Practically any software project nowadays could not survive without a database (DBMS) backend storing all the business data that is vital to you and/or your customers. When projects grow larger, the amount of data usually grows larger exponentially. So you start moving the DBMS to a separate server to gain more speed and capacity. Which is all good and healthy but you do not gain any extra safety for this business data. You might be backing up your database once a day so in case the database server crashes you don't lose EVERYTHING, but how much can you really afford to lose?
Well clearly this depends on what kind of data you are storing. In our case the users of our solutions use our software products to do their everyday (all day) work. They have "everything" they need for their business stored in the database we are providing. So is 24 hours of data loss acceptable? No, not really. One hour? Maybe. But what we really want is a second database running with the EXACT same data. We mostly use PostgreSQL which does not have built in database replication. There is some solution based on triggers to replicate the data from one database to another one. We have learned that setting all this up on an existing database with plenty of tables is rather complicated and changing the database structure afterwards can not be done with simple create/alter statements anymore. And since we ARE running solutions that constantly change and improve, we need to be able to deploy updates including database structure changes quickly and easily.

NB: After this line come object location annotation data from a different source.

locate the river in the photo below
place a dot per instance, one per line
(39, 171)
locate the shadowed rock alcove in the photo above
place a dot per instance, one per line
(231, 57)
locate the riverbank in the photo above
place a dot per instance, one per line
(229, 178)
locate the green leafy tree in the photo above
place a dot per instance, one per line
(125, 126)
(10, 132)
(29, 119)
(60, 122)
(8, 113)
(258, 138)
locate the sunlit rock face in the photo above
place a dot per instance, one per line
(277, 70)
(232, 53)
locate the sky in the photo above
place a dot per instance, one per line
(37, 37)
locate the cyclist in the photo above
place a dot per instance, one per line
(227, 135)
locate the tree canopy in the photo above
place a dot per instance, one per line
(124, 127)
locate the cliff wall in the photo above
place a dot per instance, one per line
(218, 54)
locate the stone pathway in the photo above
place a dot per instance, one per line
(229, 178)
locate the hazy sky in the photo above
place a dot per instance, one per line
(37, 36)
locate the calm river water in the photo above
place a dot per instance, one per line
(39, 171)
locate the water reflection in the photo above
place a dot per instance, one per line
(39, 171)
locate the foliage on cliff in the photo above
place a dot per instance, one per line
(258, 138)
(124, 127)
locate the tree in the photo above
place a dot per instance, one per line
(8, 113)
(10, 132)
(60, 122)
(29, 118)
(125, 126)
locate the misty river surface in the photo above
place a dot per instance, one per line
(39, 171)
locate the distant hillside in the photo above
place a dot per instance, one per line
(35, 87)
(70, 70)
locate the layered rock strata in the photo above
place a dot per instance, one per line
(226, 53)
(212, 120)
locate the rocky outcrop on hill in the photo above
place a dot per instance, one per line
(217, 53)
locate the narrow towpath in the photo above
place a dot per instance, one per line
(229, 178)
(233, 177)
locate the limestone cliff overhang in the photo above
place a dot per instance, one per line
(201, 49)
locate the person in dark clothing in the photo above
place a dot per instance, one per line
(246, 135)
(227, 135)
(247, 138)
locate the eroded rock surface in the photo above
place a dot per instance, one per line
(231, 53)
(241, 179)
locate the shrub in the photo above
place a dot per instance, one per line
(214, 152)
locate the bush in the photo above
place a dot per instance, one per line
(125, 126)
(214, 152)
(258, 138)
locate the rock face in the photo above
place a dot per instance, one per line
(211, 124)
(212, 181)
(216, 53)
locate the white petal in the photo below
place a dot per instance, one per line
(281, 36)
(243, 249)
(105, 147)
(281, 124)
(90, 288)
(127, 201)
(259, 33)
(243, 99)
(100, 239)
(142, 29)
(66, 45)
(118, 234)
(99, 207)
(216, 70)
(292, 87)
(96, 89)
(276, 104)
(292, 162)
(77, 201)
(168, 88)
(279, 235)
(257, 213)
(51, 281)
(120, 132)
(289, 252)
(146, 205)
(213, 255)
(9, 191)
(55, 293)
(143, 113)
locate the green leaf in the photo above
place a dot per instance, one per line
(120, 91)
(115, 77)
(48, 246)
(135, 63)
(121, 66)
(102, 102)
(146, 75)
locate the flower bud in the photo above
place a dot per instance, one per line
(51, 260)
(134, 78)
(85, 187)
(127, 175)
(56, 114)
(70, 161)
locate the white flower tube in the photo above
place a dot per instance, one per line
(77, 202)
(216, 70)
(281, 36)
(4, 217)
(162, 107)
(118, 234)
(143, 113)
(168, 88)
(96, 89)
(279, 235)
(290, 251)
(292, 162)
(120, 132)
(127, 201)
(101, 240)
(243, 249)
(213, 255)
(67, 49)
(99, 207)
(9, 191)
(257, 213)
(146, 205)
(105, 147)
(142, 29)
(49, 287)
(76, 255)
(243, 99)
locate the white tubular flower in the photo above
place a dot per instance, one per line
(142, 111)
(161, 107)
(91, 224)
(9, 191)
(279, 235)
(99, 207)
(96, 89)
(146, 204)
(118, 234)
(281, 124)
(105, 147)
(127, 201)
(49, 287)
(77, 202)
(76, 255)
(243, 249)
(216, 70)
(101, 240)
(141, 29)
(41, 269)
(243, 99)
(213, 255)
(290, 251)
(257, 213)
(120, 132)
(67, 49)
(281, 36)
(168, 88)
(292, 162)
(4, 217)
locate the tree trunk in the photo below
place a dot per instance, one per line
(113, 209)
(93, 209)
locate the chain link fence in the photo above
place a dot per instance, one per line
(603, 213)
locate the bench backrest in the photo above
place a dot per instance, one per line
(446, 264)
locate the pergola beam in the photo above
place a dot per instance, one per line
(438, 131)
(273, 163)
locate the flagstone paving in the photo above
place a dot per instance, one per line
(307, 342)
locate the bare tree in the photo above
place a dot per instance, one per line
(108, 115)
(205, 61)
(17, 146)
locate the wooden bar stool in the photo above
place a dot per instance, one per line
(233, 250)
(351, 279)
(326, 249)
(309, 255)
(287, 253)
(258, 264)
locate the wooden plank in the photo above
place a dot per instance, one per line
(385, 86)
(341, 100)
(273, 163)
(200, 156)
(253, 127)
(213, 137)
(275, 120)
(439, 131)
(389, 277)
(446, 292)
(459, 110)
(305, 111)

So what we really wanted was a transparent JDBC layer that does the replication for us. We tested a great solution called "Sequoia", but it is also a rather heavy-weight product with a lot of features that did not really help in the performance department and that we didn't need anyway. What we needed was:
- a JDBC driver so the application does not know anything about the replication
- of course: transactional safety for write operations
- load-balanced reads (we are running 2 database servers, so why waste the ability to do parallel reads from 2 servers and almost multiply the performance by 2?)
- for backups: the ability to detach one server, do the backup on that machine and then reattach the server
- automatic and transparent failover / failsafe
- Fast In-VM-Replication - no serialisation
- Easy integration